Tuesday, November 8, 2005
SACRAMENTO, CA — Following a contentious campaign marked by record spending by the pharmaceutical industry, Californians today voted down both Prop 78 and Prop 79, the dueling prescription drug discount measures on the November 8 ballot. The coalition of consumer, senior, and health groups sponsoring Prop 79 announced that they intend to renew their push for a prescription drug discount plan when the state legislature reconvenes next year.
The pharmaceutical industry spent $80 million to promote Prop 78, the voluntary scheme sponsored by drug companies, and oppose Prop 79, the consumer coalition’s enforceable discount plan. Drug companies outspent the Prop 79 campaign, which reported $2 million in expenditures, by over 40 to one.
“The pharmaceutical industry may have succeeded in blocking prescription drug reform at the ballot, but we’ll be back next year to push even harder in the state legislature,” said Anthony Wright, Executive Director of Health Access California. “Millions of California families struggle to pay for the prescription drugs they need to stay healthy. While we fell short of our aim on election day, the momentum is growing for enacting real relief for Californians who are hurt by soaring drug prices.”
“The pharmaceutical industry tried to hoodwink voters with a toothless discount program that would have done little to rein in high drug prices,” said Elizabeth Imholz, Director of Consumers Union’s West Coast Office. “But Californians rejected the pharmaceutical industry’s big money campaign. Voters have made it clear that they want more than just a promise from drug companies to voluntarily lower prices.”

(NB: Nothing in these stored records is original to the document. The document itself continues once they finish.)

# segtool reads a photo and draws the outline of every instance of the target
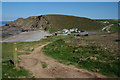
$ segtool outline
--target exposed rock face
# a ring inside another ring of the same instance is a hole
[[[94,31],[100,30],[104,27],[102,23],[95,20],[68,16],[68,15],[41,15],[31,16],[26,19],[19,18],[15,21],[8,22],[2,27],[2,36],[15,35],[20,32],[47,30],[55,32],[62,29],[78,28],[80,30]]]
[[[15,35],[20,32],[34,31],[39,29],[46,30],[48,25],[47,19],[44,16],[32,16],[26,19],[18,18],[15,21],[7,22],[5,26],[2,27],[2,36]]]

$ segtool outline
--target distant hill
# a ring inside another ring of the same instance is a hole
[[[61,29],[78,28],[81,30],[94,31],[100,30],[104,25],[95,20],[68,16],[68,15],[44,15],[49,21],[48,30],[54,32]]]
[[[103,23],[103,22],[108,22],[108,23],[105,23],[104,25],[105,26],[108,26],[108,25],[111,25],[111,24],[113,24],[113,26],[111,26],[111,30],[113,31],[113,32],[118,32],[118,31],[120,31],[120,25],[119,25],[119,23],[120,23],[120,20],[118,20],[118,19],[96,19],[96,21],[98,21],[98,22],[100,22],[100,23]]]
[[[55,32],[62,29],[78,28],[80,30],[100,30],[104,25],[96,20],[68,16],[68,15],[41,15],[28,18],[18,18],[7,22],[3,28],[3,37],[30,30],[47,30]]]

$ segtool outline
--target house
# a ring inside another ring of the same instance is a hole
[[[62,35],[69,35],[69,34],[71,34],[71,33],[79,33],[80,35],[84,35],[84,34],[87,34],[88,35],[88,32],[86,32],[86,31],[84,31],[84,30],[78,30],[77,28],[74,28],[74,29],[63,29],[63,30],[61,30],[61,31],[57,31],[57,32],[55,32],[55,34],[54,35],[60,35],[60,34],[62,34]]]
[[[100,22],[105,24],[110,23],[109,21],[100,21]]]
[[[78,33],[78,28],[75,28],[74,30],[75,30],[75,31],[74,31],[75,33]]]
[[[74,32],[75,31],[75,29],[70,29],[70,32]]]
[[[104,21],[103,23],[109,23],[109,21]]]
[[[69,31],[70,31],[71,33],[77,33],[77,32],[78,32],[78,28],[70,29]]]
[[[69,32],[68,29],[63,29],[63,30],[62,30],[62,33],[63,33],[63,34],[67,34],[68,32]]]

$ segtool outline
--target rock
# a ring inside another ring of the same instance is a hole
[[[9,60],[9,63],[14,65],[14,61],[13,60]]]
[[[107,35],[101,35],[101,36],[103,36],[103,37],[107,37]]]
[[[84,59],[80,59],[80,61],[84,61]]]
[[[4,75],[7,75],[7,74],[4,74]]]
[[[100,70],[99,69],[96,69],[96,72],[99,72]]]
[[[79,51],[79,50],[75,49],[75,50],[73,50],[73,53],[78,52],[78,51]]]
[[[2,36],[9,37],[21,32],[35,31],[47,28],[48,21],[43,16],[31,16],[26,19],[18,18],[15,21],[7,22],[2,27]]]
[[[107,49],[107,48],[105,48],[105,49]]]
[[[90,57],[91,60],[96,60],[97,58],[96,57]]]
[[[10,76],[8,76],[8,78],[11,78]]]
[[[34,48],[33,48],[33,47],[31,47],[29,50],[30,50],[30,51],[33,51],[33,50],[34,50]]]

Prop. 79 would have enabled the state to use its market clout as a big purchaser of drugs to negotiate deep and enforceable discounts for Californians who cannot afford to pay high retail prices for prescription drugs. California buys over $4 billion of prescription drugs through the state’s Medi-Cal program each year and uses this massive purchasing power to negotiate discounts of 50 percent or more on many drugs. If a drug company refuses to meet the asking price, the state can steer business away from that company and toward others that agree to acceptable discounts. This negotiating strategy saved the state $510 million in the last fiscal year alone, while still ensuring that Medi-Cal patients get all medically necessary drugs.
Under Prop. 79, the state would have been empowered to use this same leverage to negotiate drug discounts for an estimated 8-10 million Californians who are uninsured, underinsured, or have high healthcare costs. Prop. 78 relied on drug manufacturers to voluntarily lower their prices and would have covered about half as many Californians as Prop 79. The voluntary program under Prop 78 could have ended at any time if not enough drug companies agreed to participate.